I sat that night, with a glass of wine, and read every entry. With the autumn came the big bloody battles of the endgame, in one of which young Wilfred Owen had died. The officer classes in the play were heroic, but my grandad, William McCallum, felt no need to pretend to be heroic. He noted his relief when he was held back from the front line to do some clerical job. Perhaps as a literate Scot, familiar with Dickens, Burns and Shakespeare, he was in demand to do paper work? And when he reports, on October 1, hurting his hand at a railway station, you could feel the relief and hope seeping through the pencil lines of his diary like the blood from his smashed finger. Maybe he would survive and see his wife and his baby son again! The soldiers knew the war was about to end. He writes on October 3, 1918:
American doctor examines my finger and sends me down the line…. look like getting out the worst month of the whole war. What luck!
That was the last he saw of the front line, he was home within two weeks and the war ended of course on 11 November that year. Suddenly it struck me that, had he not damaged his finger (perhaps shut in a train carriage door?), he might well have killed in those terrible last battles, like poor Wilfred Owen. In which case of course I would not exist because he would not have returned to Scotland and gone to bed with my gran to conceive my mother.
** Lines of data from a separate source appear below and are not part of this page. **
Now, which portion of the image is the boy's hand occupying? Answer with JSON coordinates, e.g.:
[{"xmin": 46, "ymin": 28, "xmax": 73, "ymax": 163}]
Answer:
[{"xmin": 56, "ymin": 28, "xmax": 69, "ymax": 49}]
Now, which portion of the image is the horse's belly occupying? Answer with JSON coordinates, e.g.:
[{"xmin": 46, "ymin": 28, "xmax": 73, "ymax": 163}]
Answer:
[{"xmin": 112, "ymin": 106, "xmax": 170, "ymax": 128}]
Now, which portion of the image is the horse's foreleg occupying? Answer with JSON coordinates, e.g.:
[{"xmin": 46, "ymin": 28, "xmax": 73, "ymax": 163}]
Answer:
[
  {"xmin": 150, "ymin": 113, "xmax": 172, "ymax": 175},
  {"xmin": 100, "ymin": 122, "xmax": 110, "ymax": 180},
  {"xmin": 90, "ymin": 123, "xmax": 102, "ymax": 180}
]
Then it occurred to me that maybe he had hurt himself deliberately, in order to get out of the fighting. There’s no clue in the diary, but then there wouldn’t be would there? I’m just glad he survived and had 15 more years of life before he died from his lung problem. The mystery is this: he says nothing in the diary about being gassed and lying out in no man’s land for three days, though he does mention comrades who had experienced this. Was the family story a fabrication? I’ll never know the truth, but I feel close to Willie McCallum , the granddad I never met.